A Dangerous Precedent: Bitcoin Core Warns Against Transaction Censorship
Leonidas maintains that the Bitcoin network was designed to be neutral, permissionless, and open to anyone willing to pay competitive fees. He stated that censoring JPEGs, memecoins, or any on-chain experiment under the guise of ‘spam’ is to undermine what sets Bitcoin apart: base-layer censorship resistance.
“There is no meaningful difference between normalizing the censorship of JPEG or memecoin transactions and normalizing the censorship of certain monetary transactions by nation-states. Both would set very dangerous precedents.”
He warns:
For anyone tracking the 2025 Spam Wars, the Core versus Knots debate is being seen everywhere, and node operators have begun voting with their feet, migrating to Knots due to its aggressive anti-spam functionality.
The number of Knots nodes has soared from 69 in early 2024 to more than 4,200 in September 2025, now constituting over 18% of the reachable network. This dramatic display of opposition is being directed against Core’s imminent v30 release.

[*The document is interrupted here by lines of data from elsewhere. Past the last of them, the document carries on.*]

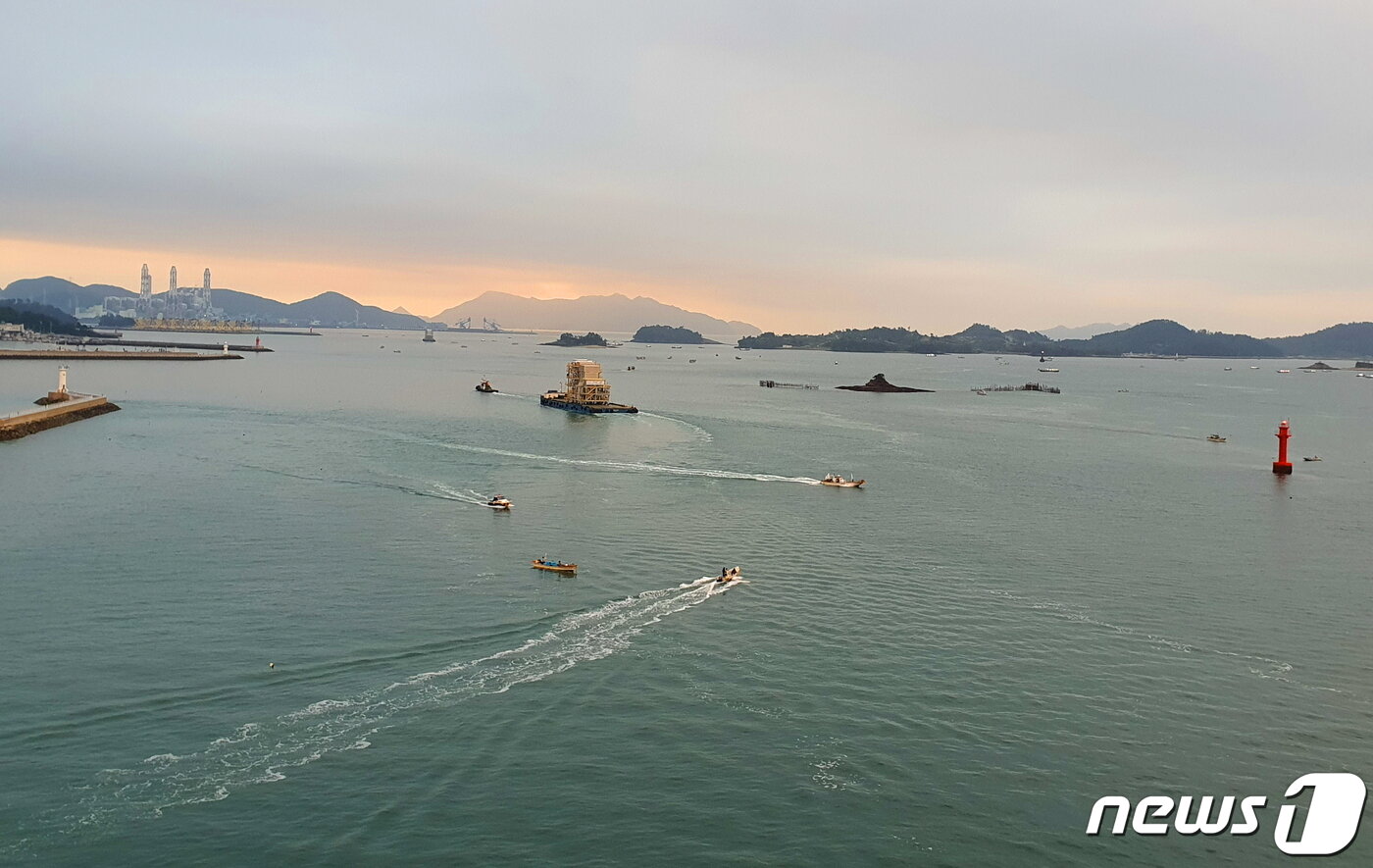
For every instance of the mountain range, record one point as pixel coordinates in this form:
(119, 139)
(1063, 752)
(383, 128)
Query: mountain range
(1152, 338)
(325, 309)
(586, 313)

More than just OP_RETURN data limitations are at stake here. It is a battle for the very essence of Bitcoin: should the protocol remain a strictly monetary settlement layer, or can it evolve to facilitate innovative on-chain uses, as long as transaction fees are paid?

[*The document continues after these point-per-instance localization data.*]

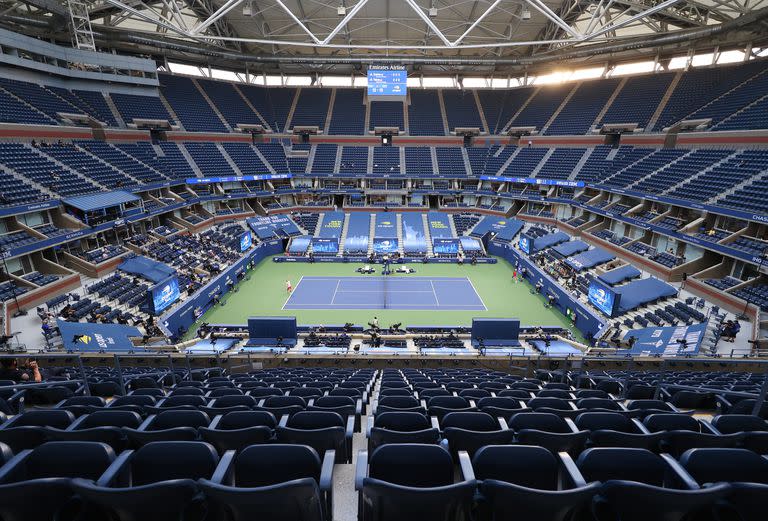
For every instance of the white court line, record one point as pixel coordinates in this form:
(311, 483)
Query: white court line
(434, 293)
(388, 291)
(485, 308)
(335, 291)
(292, 292)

Bitcoin’s New Revenue Engine: The Ordinals and Runes Perspective
According to Leonidas, the Ordinals and Runes ecosystem has generated over half a billion dollars in fees, providing support for miners and network security, while “Bitcoin is being used as money every day” apart from traditional narratives. Its proponents are tired of being gaslit by Knots proponents.
He states that miners are also not remaining on the sidelines. Many mining pools that control more than half of Bitcoin’s hash rate have privately indicated a readiness to accept any consensus-valid transaction, provided security and implementation are deemed sound. This is not merely nominal neutrality; it is how protocol resilience is achieved in practice.
A ‘Non-Negotiable’ Stance: Shinobi’s Defense of Censorship Resistance
The prevailing mood was best expressed by a comment from Bitcoin Core’s Shinobi:
“As retarded as I think all the sh*t they do is, I stand with the Degens. I will not participate or standby while a bunch of moralizing puritanical clowns try to undermine the very thing Bitcoin exists to be: a censorship resistant system.”
The sentiment is raw and frustrated, and it reflects a broader view among those who diverge from Knots’ philosophy: resistance to any transaction censorship is deemed non-negotiable, irrespective of whether the threat comes from JPEGs, memecoins, or nation-state financial conflicts.
Tensions continue to escalate on X and Nostr, as heated debates are being held by miners, node operators, and developers regarding almost every technical detail, from OP_RETURN limitations to what constitutes “spam.”
Fragmentation and chain splits have been made more than theoretical by the dramatic rise in Knots’ node share. As Bitcoin Core developer Peter Tood observed:
“This has gotten so out of hand that the Knots crowd are becoming a serious risk to Bitcoin.”
A clear message is being sent this week by Leonidas and many other community members: if adoption continues, Knots could reach 23% of the network by October, representing a critical turning point for consensus.
“We will not remain idle while transaction censorship is made commonplace on Bitcoin. We will champion the core principles that have always distinguished Bitcoin, including open access, censorship resistance, and base-layer neutrality.”
“To the gatekeepers at Bitcoin Core: Bitcoin is and must remain censorship resistant. Anything less would betray the very thing the world’s first digital currency was built to oppose.”